With the release of the Mission Possible Report, we’ve shown that this transition (reaching net-zero carbon emissions from harder-to-abate industries by mid-century) can be accomplished through ambitious policy, accelerated innovation and investment with minimal cost to the global economy. It builds on the 2017 report, Better Energy, Greater Prosperity, and delves deeper into sectors considered today as “difficult to decarbonize” through energy efficiency and electrification alone. As the world gets more electrified, and electricity more decarbonized, the importance of these sectors grow to reach full decarbonization of the global economy by 2060.
The march to net-zero emissions
First, it explores every route of energy and feedstock supply decarbonization. It includes a thorough analysis of electrification, as well as alternatives such as hydrogen bio-energy and CCS/U. It also provides a quantified analysis of the main advantages and limitations within each sector, as well as a review on the cost competitiveness.
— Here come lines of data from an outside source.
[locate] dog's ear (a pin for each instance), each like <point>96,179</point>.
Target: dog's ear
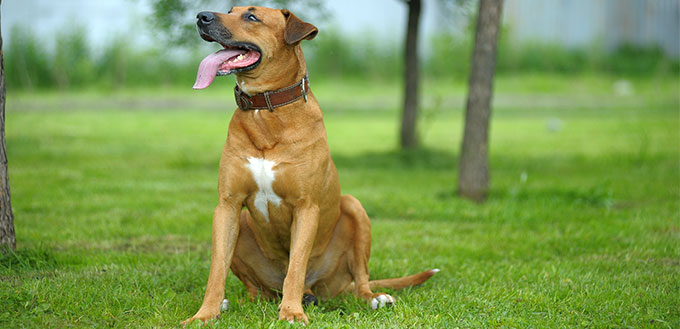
<point>296,29</point>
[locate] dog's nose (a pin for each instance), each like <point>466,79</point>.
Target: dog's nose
<point>205,18</point>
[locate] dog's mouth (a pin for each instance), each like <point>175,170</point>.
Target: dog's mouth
<point>235,57</point>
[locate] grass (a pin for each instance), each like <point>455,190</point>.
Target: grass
<point>113,199</point>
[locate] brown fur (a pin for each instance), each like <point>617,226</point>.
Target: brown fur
<point>316,240</point>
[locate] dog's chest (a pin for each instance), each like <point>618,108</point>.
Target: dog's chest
<point>264,175</point>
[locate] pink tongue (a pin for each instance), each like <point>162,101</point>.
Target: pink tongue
<point>209,66</point>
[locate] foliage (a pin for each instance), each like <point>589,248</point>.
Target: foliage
<point>113,207</point>
<point>75,64</point>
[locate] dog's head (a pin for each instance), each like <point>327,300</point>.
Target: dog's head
<point>253,38</point>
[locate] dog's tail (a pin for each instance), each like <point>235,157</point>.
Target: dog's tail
<point>403,282</point>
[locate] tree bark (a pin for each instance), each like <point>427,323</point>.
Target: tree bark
<point>409,135</point>
<point>7,238</point>
<point>473,179</point>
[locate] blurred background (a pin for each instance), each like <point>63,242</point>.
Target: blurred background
<point>113,44</point>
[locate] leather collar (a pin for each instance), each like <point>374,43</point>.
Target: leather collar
<point>272,99</point>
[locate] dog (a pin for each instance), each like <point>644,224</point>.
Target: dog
<point>281,224</point>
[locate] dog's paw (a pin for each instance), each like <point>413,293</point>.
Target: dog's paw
<point>293,314</point>
<point>381,301</point>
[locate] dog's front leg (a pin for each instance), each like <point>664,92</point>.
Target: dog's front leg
<point>225,231</point>
<point>303,232</point>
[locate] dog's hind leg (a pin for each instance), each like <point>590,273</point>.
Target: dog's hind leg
<point>360,253</point>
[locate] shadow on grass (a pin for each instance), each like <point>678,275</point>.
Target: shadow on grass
<point>399,159</point>
<point>39,258</point>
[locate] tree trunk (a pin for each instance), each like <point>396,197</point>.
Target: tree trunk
<point>409,135</point>
<point>7,238</point>
<point>473,179</point>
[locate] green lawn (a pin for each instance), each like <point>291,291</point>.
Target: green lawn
<point>113,197</point>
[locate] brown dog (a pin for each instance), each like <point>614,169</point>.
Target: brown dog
<point>298,235</point>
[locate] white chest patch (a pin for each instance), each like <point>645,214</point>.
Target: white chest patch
<point>264,178</point>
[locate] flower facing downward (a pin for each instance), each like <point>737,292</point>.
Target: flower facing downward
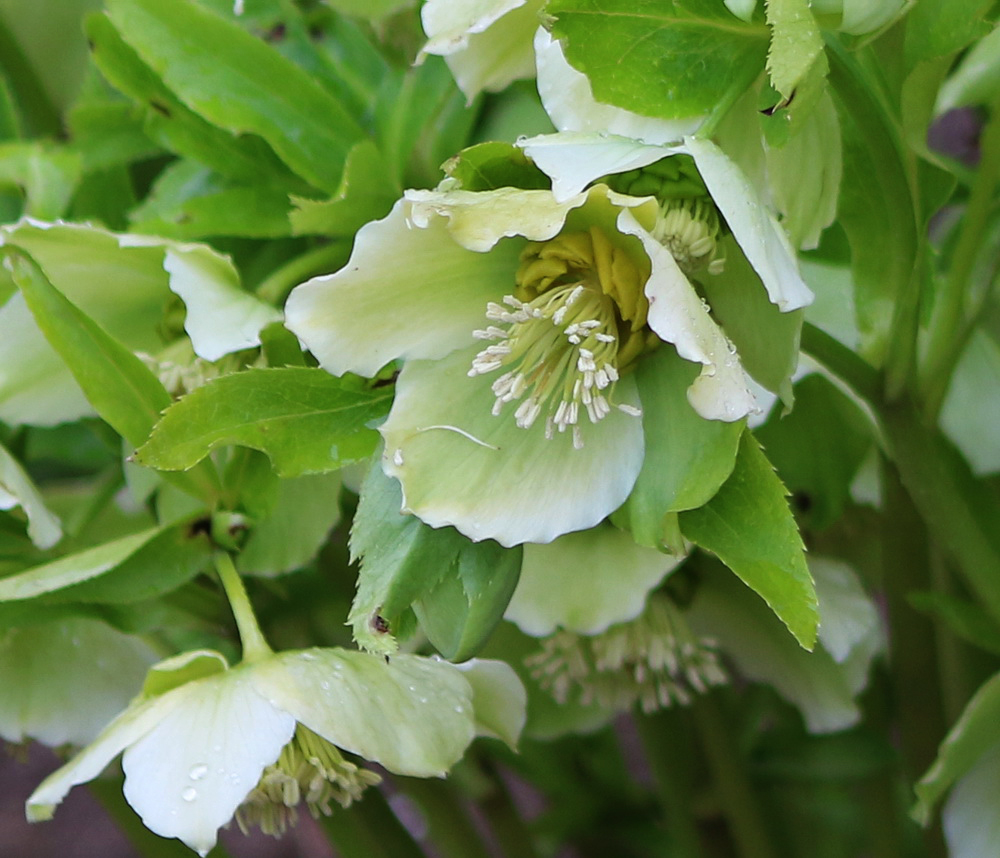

This leads into a definitive exploration on how to manage the transition to net-zero emissions for these heavy industries. Unlike most conventional reports it also examines how to optimize demand in order to mitigate the impact of “hard-to-abate” sectors within the carbon budget. While energy efficiency remains a key contributor, new economic models such as transportation modal shifts and circularity will have a big role to play in these sectors. In the coming years, we’re also bound to witness many breakthroughs with battery technology, electro- and biochemistry, new materials and efficient service design all holding huge potential to significantly alter the landscape of opportunities.
The final piece of the puzzle then, is us. The policymakers, investors, businesses and consumers responsible for accelerating this change. Thus, the closing section of the report looks at recommendations for policy adoption, specifically climate-driven migration, energy efficiency, demand management and power decarbonization. It also outlines the role of the private sector in the transition.
A final thought
At Schneider Electric, we develop efficiency-technologies to serve this transition from the demand-side. We’re delighted in the breadth of quantified analysis across a very complicated set of sectors that are pivotal in the push to zero-emissions. I hope that this report reignites the global debate and inspires and informs our leaders as they approach one of the most significant decisions of our time.
In the wake of the IPCC’s urgent call for action, the Mission Possible Report sends a clear signal to all: Full decarbonization is possible, and ambitious climate objectives are achievable.